Safarnama-e Rum-o-Misr-o-Sham: Shibli Nomani’s Discovery of European Orientalism
Shibli Nomani was an Islamic scholar from the Indian subcontinent. He was a poet, historian, political thinker and often deemed to be the founder of Urdu literary criticism. Nomani was fluent in Arabic, Persian, Turkish and Urdu. He was greatly inspired by the progress in science and education of the West and wanted to inspire Muslims of the East to make similar progress without aping Western culture and values.
One of his books, ‘Safar Nama e Rome-o-Misr-o-Sham’ was a travelogue around Turkey, Egypt and Syria that he wrote with this companion Thomas Walker Arnold in 1892. He not only records interesting events that followed his travels but also,
“brief description of the cities of Constantinople, Beirut, Al-Aqsa (Jerusalem), Cairo and their noteworthy sites, popular structures, features of their education systems and institutions, schools, boarding, women’s education, writers and their works, libraries, newspapers, magazines, as well as information regarding meetings with popular and eminent rulers, along with a detailed account of the lifestyles of Turkish and Arab people”.
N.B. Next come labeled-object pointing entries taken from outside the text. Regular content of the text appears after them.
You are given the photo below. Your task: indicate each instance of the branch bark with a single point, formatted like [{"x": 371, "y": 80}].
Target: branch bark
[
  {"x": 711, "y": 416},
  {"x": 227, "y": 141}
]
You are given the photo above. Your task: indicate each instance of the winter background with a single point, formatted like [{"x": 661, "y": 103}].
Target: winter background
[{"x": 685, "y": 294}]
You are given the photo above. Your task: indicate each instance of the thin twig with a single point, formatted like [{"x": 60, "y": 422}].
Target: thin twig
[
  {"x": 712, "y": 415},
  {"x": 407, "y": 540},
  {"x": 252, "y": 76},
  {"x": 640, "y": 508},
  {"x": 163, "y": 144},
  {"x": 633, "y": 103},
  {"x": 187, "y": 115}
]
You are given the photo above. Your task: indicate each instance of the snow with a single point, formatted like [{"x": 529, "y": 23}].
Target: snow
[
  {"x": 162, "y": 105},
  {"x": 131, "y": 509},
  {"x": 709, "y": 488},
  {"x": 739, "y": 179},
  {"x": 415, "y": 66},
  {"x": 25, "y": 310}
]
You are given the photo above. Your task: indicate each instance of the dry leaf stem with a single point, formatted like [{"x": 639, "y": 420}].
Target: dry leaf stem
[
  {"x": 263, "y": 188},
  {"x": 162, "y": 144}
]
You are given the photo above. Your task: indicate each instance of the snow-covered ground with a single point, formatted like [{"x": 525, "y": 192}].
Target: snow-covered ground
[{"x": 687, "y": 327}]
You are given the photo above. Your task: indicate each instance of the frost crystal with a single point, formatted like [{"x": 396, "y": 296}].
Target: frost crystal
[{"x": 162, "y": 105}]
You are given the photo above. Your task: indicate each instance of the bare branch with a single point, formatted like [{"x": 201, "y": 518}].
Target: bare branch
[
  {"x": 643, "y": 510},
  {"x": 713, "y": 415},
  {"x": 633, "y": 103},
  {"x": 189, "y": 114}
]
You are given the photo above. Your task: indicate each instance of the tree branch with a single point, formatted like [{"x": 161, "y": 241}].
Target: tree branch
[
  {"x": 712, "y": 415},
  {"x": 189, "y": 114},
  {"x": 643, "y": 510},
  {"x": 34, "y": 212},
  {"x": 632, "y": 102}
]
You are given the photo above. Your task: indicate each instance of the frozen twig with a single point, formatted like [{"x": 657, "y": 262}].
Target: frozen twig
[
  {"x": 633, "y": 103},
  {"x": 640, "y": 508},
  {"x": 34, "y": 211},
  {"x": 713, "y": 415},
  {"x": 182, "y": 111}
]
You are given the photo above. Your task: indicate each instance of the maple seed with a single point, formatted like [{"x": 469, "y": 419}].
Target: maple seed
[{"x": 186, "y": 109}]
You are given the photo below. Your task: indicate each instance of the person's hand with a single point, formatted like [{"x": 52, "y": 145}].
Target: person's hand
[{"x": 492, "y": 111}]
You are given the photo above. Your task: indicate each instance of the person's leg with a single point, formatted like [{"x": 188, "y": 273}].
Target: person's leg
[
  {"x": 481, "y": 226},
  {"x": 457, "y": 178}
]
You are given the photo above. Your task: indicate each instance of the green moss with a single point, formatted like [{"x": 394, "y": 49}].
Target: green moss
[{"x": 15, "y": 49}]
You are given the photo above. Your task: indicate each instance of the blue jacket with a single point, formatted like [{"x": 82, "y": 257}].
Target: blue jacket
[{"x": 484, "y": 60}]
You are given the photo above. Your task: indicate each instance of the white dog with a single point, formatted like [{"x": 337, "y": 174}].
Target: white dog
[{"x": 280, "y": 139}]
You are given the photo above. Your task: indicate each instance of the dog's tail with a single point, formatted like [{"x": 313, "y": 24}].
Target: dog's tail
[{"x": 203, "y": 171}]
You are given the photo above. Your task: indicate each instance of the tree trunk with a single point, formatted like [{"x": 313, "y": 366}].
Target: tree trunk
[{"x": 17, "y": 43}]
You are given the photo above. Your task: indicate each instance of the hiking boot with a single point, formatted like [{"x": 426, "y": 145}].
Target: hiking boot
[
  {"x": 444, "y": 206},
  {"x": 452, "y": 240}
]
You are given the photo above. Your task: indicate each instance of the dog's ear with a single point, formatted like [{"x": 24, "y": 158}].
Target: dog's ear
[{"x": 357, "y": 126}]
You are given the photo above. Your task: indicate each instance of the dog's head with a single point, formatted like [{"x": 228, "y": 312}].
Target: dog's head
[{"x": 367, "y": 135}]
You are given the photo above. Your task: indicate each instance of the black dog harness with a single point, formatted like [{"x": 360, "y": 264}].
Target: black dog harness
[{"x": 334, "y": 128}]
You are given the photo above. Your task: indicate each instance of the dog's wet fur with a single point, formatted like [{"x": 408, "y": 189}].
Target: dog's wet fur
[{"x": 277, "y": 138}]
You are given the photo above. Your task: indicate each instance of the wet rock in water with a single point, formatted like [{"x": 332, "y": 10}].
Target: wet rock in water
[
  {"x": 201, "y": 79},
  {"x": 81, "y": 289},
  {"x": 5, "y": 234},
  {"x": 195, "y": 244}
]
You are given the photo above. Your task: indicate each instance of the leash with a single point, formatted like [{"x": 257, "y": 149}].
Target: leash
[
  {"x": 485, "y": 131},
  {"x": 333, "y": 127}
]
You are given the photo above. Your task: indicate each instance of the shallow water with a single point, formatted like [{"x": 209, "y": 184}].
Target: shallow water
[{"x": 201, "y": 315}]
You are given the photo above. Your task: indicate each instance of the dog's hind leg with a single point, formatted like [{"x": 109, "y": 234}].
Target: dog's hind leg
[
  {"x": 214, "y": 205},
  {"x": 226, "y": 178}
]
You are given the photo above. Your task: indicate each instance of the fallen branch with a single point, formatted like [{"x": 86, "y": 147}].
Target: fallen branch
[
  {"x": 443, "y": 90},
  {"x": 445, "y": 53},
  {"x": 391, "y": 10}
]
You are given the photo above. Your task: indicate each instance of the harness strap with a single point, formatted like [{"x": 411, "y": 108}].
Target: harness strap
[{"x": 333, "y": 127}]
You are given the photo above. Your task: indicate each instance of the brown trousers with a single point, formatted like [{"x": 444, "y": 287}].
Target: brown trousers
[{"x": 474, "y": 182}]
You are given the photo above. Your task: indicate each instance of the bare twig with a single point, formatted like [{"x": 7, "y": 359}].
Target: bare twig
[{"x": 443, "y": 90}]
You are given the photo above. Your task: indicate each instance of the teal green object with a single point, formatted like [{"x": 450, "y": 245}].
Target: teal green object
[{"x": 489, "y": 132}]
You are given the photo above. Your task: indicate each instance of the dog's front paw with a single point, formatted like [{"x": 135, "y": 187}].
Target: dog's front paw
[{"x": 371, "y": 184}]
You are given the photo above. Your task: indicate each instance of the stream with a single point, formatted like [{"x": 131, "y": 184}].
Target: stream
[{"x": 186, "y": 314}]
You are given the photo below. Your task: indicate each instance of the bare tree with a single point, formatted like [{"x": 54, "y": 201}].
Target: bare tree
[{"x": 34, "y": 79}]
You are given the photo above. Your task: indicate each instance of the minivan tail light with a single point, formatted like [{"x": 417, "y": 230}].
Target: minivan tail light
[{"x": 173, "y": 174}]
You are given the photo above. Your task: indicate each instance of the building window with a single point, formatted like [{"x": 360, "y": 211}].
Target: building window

He traveled around these Muslim nations and wrote an account that he felt “readers interested in knowing about day-to-day matters of Muslim nations” would find useful and engaging. However, we pick out a passage where a full century before Edward Said coined the term, we find Nomani identifying the European notion of Orientalism.
“After reading this text, the reader will be able to form an opinion based on the facts that I have reported here, which is quite different from what European writers have led us to believe about Turkey. In the past the perceptions adopted by Europeans about Muslims, were the uncritically echoed and a religious prejudice was clearly visible in it. In early times, this was an accepted way of being one with popular opinion. But when religion lost its impact, the policy changed and it was considered inappropriate to use such a biased language against Muslims. They assumed a smarter approach, the flaws of Islamic regimes, societies and communities were expressed as “historical” facts, and through common reading-material such as short-stories, novels and magazines made these opinions percolate so deeply that they cannot be removed.
This approach is adopted for the entire Muslim community but since we are focussing on Turks, I should mention that after reading such literature, to hold a lowly opinion about them is imperative, like sleeping after consuming sedatives. Europe has a vast community of writers, some are prejudiced, some are unbiased but when they write about Turks these divisions collapse and they have the same judgment. For instance, the most scrupulous of European writers when he mentions Turkey speaks of the nation’s debt, denying their skill and expertise, completely avoiding writing about the reforms that they have actively taken up. Even though post-reforms industrial banks have been set up, schools have jumped from 94 to 405, and they have also evolved into colleges, railway lines have been expanded and debt-reduction procedures have been adopted, military power has become stronger, but no one chooses to mention this.”
How interesting that in the late 1800s, a man from Uttar Pradesh in the undivided subcontinent called out the European construct of Orientalism to define Turkish people. He ends with a powerful statement,
“It is very easy to construct a lopsided view by only presenting a one-sided picture, and it is Europe that has bred this deception and prejudice the most.”